Des travaux de voirie sont en cours ou programmés dans plusieurs centres urbains, notamment à Bunia, Mbuji-Mayi, Kalemie, Lisala, Bumba, Kabinda, Tshikapa, Lodja, Lubefu et Lumumba-Ville.
Selon le ministre des Infrastructures, Bunia et Mbuji-Mayi figurent déjà parmi les exemples de villes ayant connu une transformation significative grâce aux investissements récents dans les infrastructures routières urbaines.

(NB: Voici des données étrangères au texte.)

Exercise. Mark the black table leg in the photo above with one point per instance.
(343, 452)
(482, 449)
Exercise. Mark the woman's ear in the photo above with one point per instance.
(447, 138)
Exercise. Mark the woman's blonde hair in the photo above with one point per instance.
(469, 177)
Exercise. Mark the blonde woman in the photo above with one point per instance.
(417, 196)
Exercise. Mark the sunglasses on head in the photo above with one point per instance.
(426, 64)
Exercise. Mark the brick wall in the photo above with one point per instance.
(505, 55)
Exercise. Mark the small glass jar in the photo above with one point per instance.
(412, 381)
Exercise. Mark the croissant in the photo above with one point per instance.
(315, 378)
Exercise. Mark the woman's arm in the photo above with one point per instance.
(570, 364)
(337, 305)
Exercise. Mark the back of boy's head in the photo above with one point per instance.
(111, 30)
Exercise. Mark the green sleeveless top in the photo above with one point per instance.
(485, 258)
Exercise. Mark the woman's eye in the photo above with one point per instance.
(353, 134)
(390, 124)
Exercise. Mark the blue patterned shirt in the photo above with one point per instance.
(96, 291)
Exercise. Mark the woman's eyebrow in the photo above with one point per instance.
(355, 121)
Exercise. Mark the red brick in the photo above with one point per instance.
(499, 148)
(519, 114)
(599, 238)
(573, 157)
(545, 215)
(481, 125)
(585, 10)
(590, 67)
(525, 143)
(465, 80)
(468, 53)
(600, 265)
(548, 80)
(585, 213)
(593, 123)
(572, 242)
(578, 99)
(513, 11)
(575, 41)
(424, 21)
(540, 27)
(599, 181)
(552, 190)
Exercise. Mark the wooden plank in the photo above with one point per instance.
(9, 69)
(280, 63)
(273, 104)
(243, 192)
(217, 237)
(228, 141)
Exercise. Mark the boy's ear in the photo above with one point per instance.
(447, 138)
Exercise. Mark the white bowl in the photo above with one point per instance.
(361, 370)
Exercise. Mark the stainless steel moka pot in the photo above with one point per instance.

Mobilité urbaine à Kinshasa et normalisation du secteur

Avec une population estimée à plusieurs millions d’habitants, Kinshasa demeure confrontée à d’importants défis de mobilité. Pour répondre à la congestion croissante, le gouvernement a présenté plusieurs projets structurants dont la construction des rocades sud et nord de Kinshasa ; un viaduc reliant les deux rocades à travers la baie de Ngaliema ; un viaduc central reliant la Gare Centrale à l’aéroport international de N’djili ; le projet TRAC de modernisation du boulevard Lumumba ; la mise en place d’un réseau de tramway urbain dont la première ligne devrait être opérationnelle à partir de 2027.
Ces projets visent à améliorer la circulation, réduire les embouteillages et moderniser les infrastructures de transport de la capitale.

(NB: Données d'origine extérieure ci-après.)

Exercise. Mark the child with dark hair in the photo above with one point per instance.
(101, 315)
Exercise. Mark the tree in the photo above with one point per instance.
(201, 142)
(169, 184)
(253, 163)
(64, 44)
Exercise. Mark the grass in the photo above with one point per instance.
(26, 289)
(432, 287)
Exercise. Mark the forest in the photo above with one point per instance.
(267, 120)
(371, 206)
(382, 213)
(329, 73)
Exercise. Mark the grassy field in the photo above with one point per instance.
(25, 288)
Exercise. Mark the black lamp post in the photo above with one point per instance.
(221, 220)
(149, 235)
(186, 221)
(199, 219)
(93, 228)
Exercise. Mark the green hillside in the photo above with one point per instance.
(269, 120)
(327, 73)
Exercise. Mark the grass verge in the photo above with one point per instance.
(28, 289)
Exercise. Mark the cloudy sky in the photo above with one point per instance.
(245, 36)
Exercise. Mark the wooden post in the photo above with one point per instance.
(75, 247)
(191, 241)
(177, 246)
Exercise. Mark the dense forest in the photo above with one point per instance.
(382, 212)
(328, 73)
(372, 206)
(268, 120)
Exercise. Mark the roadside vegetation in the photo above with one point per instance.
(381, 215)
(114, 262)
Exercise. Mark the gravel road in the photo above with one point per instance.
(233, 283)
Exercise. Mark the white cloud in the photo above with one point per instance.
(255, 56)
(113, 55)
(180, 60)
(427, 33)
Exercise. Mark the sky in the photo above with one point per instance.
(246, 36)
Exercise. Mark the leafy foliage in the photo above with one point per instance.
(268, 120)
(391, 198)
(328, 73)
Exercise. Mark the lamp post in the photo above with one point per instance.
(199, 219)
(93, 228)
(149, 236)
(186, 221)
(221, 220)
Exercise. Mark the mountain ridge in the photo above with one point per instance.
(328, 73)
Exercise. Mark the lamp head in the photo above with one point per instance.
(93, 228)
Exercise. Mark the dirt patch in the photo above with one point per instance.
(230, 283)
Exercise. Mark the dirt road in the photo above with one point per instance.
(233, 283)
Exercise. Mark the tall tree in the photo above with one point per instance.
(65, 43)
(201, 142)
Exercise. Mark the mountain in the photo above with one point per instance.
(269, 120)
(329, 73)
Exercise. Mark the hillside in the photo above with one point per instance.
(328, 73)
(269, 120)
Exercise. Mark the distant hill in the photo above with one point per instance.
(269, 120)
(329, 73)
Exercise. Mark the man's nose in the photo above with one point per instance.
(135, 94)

Au-delà des ouvrages physiques, le gouvernement entend également renforcer le cadre technique du secteur.
La première Conférence nationale sur les infrastructures, organisée sous l’impulsion du président Félix Tshisekedi, a débouché sur une résolution majeure : l’élaboration des premières normes nationales congolaises dans le domaine des travaux publics.
Selon le ministre John Banza, près de 350 normes techniques devraient être produites dans les prochains mois afin d’améliorer la qualité, la sécurité et la durabilité des infrastructures.
« Depuis l’indépendance, le pays ne disposait pas de ses propres normes dans le domaine des travaux publics. C’est un acte fondateur qui va structurer durablement le secteur », a-t-il expliqué.
Un enjeu politique et économique majeur

Le gouvernement présente ces réalisations comme la traduction concrète de la politique de développement du président Félix Tshisekedi. Le Gouvernement estime que les infrastructures constituent la base indispensable de l’intégration économique nationale, de l’amélioration des conditions de vie des populations et de l’attractivité du pays pour les investisseurs.
Malgré les critiques de l’opposition sur le rythme et l’ampleur des réalisations, le ministre Banza affirme que les progrès sont visibles sur l’ensemble du territoire et que plusieurs projets structurants entreront dans une phase décisive au cours des prochaines années.
Dans un pays longtemps marqué par le déficit d’infrastructures et l’enclavement de nombreuses régions, le défi demeure immense. Mais pour le gouvernement congolais, la modernisation du réseau routier et urbain représente désormais l’un des principaux moteurs de la transformation économique nationale.